Probing dissipation process via Fano resonance and collective effect in the X-ray cavity

TL;DR

This paper investigates the dissipation process in a nuclear ensemble embedded in a cavity by analyzing the complex trajectories of the Fano resonance parameter q, revealing methods to control decoherence via collective effects and cavity interactions.

Contribution

It introduces the extension of the Fano parameter q into the complex plane and explores how collective effects and controllable parameters influence dissipation and decoherence.

Findings

Complex trajectories of q can be manipulated by nuclear abundance and angle offset.

Strong energy exchange suppresses dissipation and decoherence.
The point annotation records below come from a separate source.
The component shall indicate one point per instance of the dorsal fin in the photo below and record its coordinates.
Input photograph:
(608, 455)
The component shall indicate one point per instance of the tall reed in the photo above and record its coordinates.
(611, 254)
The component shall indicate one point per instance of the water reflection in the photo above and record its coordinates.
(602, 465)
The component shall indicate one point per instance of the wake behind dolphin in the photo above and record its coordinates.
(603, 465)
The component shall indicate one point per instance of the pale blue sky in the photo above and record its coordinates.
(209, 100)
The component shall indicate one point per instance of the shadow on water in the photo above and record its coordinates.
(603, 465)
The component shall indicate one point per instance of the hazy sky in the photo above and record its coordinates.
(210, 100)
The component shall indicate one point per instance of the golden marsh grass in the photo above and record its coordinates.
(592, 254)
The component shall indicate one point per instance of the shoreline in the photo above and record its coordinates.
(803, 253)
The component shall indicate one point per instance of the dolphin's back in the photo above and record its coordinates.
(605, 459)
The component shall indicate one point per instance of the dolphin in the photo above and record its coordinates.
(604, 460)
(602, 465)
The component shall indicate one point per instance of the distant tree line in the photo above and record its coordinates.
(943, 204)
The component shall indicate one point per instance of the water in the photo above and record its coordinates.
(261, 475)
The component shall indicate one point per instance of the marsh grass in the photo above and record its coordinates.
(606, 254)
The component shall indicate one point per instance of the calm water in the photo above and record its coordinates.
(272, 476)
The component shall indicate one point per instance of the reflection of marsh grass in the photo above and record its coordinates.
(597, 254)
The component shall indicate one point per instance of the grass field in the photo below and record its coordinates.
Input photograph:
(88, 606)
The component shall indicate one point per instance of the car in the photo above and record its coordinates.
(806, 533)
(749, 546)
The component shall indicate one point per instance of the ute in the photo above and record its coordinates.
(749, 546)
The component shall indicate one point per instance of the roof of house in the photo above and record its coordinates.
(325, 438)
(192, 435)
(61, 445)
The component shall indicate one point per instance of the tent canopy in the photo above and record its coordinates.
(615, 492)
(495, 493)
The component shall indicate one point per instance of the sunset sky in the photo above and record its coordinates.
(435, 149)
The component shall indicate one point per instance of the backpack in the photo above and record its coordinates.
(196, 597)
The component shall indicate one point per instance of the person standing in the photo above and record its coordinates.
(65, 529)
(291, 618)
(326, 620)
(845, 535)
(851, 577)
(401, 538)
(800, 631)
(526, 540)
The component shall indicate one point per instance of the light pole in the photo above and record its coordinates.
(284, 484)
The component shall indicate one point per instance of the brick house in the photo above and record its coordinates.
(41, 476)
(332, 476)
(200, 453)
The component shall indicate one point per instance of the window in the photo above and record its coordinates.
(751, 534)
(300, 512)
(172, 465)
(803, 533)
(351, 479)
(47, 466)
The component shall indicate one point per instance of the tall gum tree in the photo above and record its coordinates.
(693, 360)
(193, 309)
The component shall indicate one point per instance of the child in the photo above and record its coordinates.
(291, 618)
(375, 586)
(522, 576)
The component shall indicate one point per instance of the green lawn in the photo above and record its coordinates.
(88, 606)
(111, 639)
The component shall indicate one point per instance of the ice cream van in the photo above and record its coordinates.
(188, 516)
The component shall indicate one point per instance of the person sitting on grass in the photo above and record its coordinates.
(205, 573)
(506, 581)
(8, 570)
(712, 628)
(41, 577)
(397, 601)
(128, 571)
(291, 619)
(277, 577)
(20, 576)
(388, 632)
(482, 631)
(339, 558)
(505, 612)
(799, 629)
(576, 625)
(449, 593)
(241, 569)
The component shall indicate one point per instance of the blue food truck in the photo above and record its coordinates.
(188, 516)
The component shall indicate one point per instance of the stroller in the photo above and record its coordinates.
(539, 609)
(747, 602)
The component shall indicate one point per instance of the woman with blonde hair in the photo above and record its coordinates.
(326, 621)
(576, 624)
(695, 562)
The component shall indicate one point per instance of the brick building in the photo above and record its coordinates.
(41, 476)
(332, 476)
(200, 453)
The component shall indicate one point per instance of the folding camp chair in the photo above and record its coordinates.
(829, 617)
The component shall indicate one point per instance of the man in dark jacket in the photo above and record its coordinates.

Different controllable methods produce distinct trajectories in the complex plane.

Abstract

In the absence of time-reversal symmetry, the asymmetric parameter q of the Fano resonance is extended into the complex space, where its trajectory can be utilized to investigate the decoherence process. By embedding the ensemble of M$\ddot{\rm{o}}$ssbauer nuclei in the thin-film planar cavity in this work, the trajectories of asymmetric parameter q are studied via the collective effect of the nuclear ensemble, which is regulated by the nuclear abundance and angle offset. Due to the diverse controllable methods of the collective resonant strength, there are different straight lines and arc-shape trajectories in the complex plane, in which the slopes and the radius can be respectively adjusted by the angle offset and nuclear abundance. It is demonstrated that the dissipation process can be suppressed equivalently by the strong energy exchange between the cavity and nuclear ensemble. The present results could enrich the behaviors of the asymmetric parameter q in the complex plane and would provide new possibility for the decoherence research through the thin-film planar cavity.